Hukum adopsi anak dalam Islam (Pexels.com/Vlada Karpovich)
Sebelum Nabi Muhammad SAW diutus sebagai Rasulullah, dalam tradisi Arab sudah ada praktik adopsi mutlak yang menjadikan hubungan antara anak angkat dan orangtua angkat identik dengan hubungan antara anak dan orangtua kandung. Praktik ini ditandai dengan pengakuan mereka terhadap ayah angkat, panggilan kepada ayah angkat mereka, dan penyerahan nasab sesuai dengan nasab istri ayah angkat.

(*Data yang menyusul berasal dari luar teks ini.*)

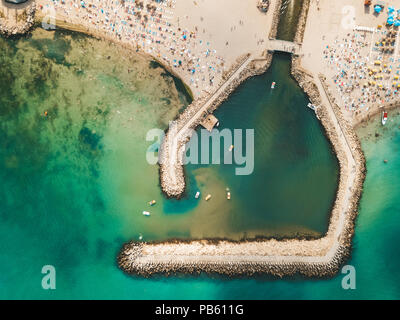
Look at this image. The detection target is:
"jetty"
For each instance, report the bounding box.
[200,114,219,132]
[267,39,301,55]
[160,54,252,198]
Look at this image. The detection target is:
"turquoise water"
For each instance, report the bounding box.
[0,29,400,299]
[188,54,338,236]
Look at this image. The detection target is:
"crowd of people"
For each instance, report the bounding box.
[323,11,400,114]
[39,0,225,95]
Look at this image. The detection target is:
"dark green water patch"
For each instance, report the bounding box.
[277,0,304,41]
[188,54,339,236]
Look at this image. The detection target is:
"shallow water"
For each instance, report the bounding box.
[277,0,304,41]
[0,30,400,299]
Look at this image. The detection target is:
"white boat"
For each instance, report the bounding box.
[382,111,388,125]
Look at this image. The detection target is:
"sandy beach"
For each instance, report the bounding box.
[32,0,276,98]
[2,0,394,276]
[302,0,400,125]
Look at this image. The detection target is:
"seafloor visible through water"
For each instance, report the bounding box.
[0,25,400,299]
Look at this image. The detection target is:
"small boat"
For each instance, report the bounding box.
[382,111,388,125]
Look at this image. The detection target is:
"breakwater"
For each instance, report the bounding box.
[0,1,36,37]
[118,1,365,277]
[118,53,365,277]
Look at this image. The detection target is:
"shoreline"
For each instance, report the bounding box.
[1,0,365,277]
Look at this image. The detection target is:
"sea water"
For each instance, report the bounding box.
[0,29,400,299]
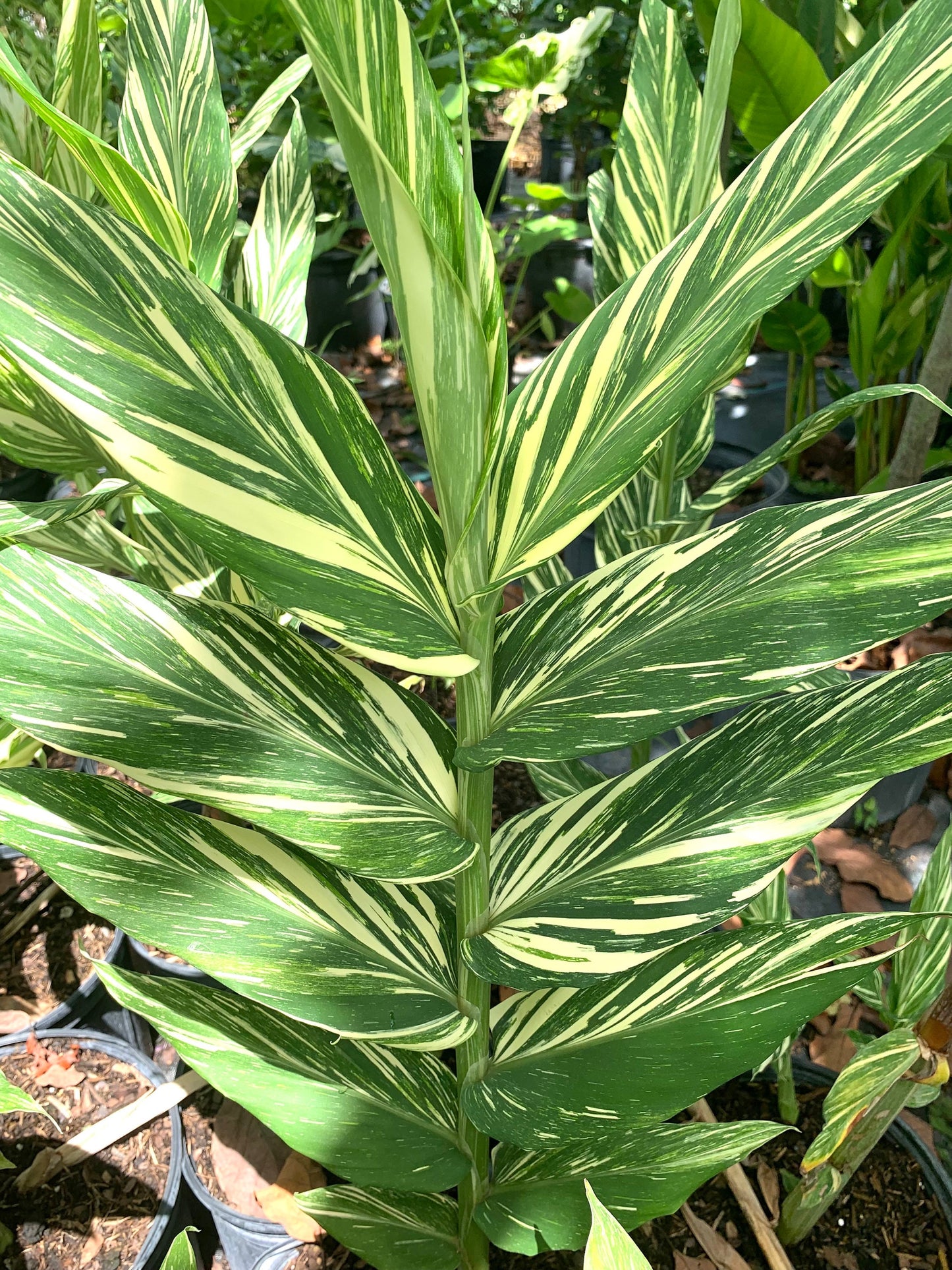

Bahkan, mantan istri haram yang telah dinikahi ayah angkat juga diberikan hak waris yang sama dengan anak kandung, sehingga tidak ada perbedaan antara keduanya. Rasulullah sendiri memiliki seorang anak angkat, Zaid bin Haritsah, yang kemudian dinamai Zaid bin Muhammad.
Namun, kemudian turunlah ayat Al Ahzab ayat 37 yang menegaskan bahwa anak hasil adopsi tidak boleh disamakan dengan anak kandung. Ayat tersebut juga memerintahkan Rasulullah untuk menikahi Zainab bin Jahsyi, mantan istri dari anak angkatnya.
Ketika itu, seorang ayah angkat menikahi mantan istri anak angkatnya adalah sesuatu yang secara sosial merupakan sebuah aib yang sangat besar, sehingga pernikahan tersebut melahirkan gunjingan hebat dikalangan masyarakat. Bahkan hingga kini, peristiwa ini kerap dijadikan kritikan atas Rasululah oleh para pengingkarnya.
Hal ini untuk menunjukkkan Islam tidak melarang praktik adopsi, melaikan cara-cara pengadopsian yang mengandung manipulasi. Misalnya, adopsi dengan cara anak angkat dinasabkan dan dipanggil dengan nama ayah angkatnya, sehingga mengandung kebohongan baik terhadap anak maupun masyarakat.